Sony Pictures to make a screening of Walter Isaacson’s biography of Jobs
In what was only a natural move for the movie industry, Sony Pictures is reportedly pushing to secure rights for making a motion picture about Apple’s late co-founder based entirely on the upcoming biography by Walter Isaacson.Apple’s board of directors was saddened to announce earlier this week that Steve Jobs, the company’s visionary and former CEO, had passed away.
Jobs’ death was the result of an aggravating condition following several attempts to fight off a rare form of pancreatic cancer. It is still unknown whether it was the return of his cancer, or other complications following a liver transplant in 2009, that finally claimed Jobs’ life.
The media continues to spit out countless reports about the life of the genius, three days after his death.

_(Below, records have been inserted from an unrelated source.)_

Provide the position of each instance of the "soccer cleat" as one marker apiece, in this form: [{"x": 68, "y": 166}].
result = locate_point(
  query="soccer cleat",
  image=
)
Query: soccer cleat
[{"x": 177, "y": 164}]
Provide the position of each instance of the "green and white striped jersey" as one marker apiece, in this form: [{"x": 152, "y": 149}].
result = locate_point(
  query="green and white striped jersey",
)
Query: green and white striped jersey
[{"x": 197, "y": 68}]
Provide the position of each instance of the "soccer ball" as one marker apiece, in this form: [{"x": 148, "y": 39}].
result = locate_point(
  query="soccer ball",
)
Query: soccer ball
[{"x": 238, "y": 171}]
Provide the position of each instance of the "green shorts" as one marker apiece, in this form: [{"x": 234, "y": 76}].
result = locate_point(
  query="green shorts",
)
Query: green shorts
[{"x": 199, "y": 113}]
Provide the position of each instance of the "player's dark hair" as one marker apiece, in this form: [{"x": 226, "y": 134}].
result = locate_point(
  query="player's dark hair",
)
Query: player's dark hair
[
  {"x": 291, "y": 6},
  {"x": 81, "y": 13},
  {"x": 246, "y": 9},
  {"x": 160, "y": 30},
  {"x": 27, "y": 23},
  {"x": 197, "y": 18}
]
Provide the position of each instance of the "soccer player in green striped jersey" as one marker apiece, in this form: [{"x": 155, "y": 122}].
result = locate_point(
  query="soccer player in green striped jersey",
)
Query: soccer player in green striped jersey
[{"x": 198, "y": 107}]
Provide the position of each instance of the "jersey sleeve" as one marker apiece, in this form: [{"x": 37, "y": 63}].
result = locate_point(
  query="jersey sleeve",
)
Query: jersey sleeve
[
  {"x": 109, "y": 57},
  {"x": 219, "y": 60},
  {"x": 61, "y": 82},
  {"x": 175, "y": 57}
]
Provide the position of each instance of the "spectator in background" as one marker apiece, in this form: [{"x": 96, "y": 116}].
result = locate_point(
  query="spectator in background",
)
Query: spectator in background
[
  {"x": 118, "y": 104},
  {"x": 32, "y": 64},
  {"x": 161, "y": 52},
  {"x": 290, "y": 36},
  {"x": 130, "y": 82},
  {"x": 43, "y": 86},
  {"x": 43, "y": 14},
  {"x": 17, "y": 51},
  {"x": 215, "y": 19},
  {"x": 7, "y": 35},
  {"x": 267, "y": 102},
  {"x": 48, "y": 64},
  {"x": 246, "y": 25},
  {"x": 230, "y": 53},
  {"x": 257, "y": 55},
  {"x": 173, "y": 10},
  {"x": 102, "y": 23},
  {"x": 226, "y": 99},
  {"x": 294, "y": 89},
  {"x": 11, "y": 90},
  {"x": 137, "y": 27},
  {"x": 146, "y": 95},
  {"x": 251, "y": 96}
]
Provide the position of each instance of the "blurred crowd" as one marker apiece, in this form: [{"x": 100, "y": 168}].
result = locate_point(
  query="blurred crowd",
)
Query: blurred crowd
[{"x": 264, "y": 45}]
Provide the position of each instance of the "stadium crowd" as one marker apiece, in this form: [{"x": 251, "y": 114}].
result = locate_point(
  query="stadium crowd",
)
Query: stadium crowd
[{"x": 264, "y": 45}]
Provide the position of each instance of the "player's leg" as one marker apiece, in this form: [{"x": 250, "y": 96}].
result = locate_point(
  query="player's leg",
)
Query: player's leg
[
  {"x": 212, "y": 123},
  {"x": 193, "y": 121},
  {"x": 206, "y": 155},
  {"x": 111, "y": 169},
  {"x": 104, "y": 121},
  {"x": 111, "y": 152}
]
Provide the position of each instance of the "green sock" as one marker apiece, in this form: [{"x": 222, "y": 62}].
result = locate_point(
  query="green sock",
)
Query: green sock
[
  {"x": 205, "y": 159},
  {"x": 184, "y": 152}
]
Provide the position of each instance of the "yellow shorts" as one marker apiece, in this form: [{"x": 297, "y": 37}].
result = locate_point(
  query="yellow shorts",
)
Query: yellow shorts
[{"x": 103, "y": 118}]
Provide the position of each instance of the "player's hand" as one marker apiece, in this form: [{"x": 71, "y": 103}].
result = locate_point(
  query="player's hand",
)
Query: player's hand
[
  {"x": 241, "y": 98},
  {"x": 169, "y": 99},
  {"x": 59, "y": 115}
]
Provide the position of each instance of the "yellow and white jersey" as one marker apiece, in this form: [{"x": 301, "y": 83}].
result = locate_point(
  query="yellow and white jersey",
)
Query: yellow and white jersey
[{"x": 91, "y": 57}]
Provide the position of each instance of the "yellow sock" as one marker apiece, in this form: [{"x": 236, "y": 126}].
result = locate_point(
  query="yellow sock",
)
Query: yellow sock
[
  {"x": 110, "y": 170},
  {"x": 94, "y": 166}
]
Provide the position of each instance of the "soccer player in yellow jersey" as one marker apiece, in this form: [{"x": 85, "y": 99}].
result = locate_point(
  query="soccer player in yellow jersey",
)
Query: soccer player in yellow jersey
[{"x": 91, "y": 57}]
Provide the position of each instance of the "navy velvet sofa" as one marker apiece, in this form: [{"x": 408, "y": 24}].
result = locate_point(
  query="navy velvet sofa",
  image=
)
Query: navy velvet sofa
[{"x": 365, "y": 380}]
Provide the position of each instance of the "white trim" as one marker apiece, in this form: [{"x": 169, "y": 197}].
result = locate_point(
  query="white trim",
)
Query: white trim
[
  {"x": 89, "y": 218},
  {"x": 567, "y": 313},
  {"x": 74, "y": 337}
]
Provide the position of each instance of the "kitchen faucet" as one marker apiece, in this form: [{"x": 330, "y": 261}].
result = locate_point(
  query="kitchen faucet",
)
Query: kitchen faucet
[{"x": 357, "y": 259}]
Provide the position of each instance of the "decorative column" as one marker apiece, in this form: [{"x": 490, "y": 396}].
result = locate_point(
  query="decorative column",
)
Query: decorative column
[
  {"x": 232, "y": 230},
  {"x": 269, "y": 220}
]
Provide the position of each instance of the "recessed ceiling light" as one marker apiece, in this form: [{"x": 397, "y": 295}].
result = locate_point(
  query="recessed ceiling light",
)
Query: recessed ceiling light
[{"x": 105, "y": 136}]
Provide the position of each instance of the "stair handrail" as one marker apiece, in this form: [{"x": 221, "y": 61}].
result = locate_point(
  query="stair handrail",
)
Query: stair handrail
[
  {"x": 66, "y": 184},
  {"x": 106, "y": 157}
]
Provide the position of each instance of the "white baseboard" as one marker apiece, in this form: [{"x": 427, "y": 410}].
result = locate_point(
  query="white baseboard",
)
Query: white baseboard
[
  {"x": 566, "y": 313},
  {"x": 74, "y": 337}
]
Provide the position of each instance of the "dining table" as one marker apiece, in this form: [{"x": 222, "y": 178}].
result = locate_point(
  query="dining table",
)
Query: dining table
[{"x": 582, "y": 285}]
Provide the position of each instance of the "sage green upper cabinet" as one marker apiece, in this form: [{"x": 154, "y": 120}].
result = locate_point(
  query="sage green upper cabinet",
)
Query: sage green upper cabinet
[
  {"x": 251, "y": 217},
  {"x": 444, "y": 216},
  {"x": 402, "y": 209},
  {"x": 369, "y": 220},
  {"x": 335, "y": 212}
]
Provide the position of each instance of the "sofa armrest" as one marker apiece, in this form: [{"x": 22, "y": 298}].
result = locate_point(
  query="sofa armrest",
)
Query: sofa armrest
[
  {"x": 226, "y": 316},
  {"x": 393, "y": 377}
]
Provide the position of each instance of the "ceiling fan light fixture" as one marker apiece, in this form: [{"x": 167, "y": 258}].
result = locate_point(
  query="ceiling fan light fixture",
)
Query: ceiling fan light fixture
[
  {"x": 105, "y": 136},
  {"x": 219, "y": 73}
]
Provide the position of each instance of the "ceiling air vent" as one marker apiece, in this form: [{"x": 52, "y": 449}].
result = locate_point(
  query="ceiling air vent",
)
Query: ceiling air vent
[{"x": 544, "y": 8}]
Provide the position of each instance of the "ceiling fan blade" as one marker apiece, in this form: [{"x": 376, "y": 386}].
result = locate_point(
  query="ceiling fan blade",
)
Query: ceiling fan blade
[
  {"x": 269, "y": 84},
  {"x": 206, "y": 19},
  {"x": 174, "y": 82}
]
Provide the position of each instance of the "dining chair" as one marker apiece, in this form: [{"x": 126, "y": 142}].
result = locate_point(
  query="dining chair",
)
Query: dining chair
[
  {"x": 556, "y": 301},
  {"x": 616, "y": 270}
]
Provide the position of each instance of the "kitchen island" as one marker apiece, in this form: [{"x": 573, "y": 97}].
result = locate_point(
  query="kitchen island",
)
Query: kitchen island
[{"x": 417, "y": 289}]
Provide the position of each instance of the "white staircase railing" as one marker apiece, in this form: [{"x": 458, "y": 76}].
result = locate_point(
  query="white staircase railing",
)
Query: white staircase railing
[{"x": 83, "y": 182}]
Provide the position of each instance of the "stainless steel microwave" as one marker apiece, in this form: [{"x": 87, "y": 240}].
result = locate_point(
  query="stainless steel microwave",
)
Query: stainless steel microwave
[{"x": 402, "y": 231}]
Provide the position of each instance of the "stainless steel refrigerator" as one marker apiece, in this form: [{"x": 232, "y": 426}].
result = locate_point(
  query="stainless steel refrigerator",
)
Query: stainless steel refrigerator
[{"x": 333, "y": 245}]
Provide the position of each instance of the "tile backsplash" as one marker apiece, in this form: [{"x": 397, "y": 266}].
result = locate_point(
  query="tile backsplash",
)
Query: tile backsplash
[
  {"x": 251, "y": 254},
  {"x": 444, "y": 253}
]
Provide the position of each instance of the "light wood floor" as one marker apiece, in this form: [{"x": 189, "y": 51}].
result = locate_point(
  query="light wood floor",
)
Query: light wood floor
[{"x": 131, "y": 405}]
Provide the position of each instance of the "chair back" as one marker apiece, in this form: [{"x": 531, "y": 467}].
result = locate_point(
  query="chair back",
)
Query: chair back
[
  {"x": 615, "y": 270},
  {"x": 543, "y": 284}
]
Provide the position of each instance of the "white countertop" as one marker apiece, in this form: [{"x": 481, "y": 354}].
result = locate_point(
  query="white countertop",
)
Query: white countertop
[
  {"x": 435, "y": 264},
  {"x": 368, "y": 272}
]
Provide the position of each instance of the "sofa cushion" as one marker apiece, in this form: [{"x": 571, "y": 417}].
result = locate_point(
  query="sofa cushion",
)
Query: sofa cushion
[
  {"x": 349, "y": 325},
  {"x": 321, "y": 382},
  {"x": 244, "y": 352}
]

One of the most recent ones says that Sony Pictures is lobbying the publishers of Steve Jobs’ biography to acquire rights to make a feature film. No other studio is mentioned as attempting to do the same.
The news comes via deadline.com, whose exclusive report on the matter says the deal is $1 million against $3 million, and that Mark Gordon will be the biopic’s producer. As expected, Sony Pictures declined to comment on the rumor.
The biography in question, simply titled ‘Steve Jobs’, is authored Walter Isaacson, former CNN chairman and Time Magazine managing editor. Isaacson is putting the finishing touches on the book as you are reading these lines.
The author has confirmed to the media that he plans to include one final scene based on his last discussion with the Apple visionary, which took place just weeks ago.
The scene is said to includes Jobs’ acknowledgement to Isaacson that he would not be around for long, and that he had agreed to have a biography written mainly because he wanted his kids to know him better.
The book was initially scheduled to hit the shelves in November. It is now slated to become available on October 24, both in e-format, and as hardcover.
Deadline appropriately points out that Sony Pictures should be well entitled to carry out the task of depicting Jobs’ life in a feature-length movie. The studio is also behind the Oscar-nominated The Social Network, and Moneyball.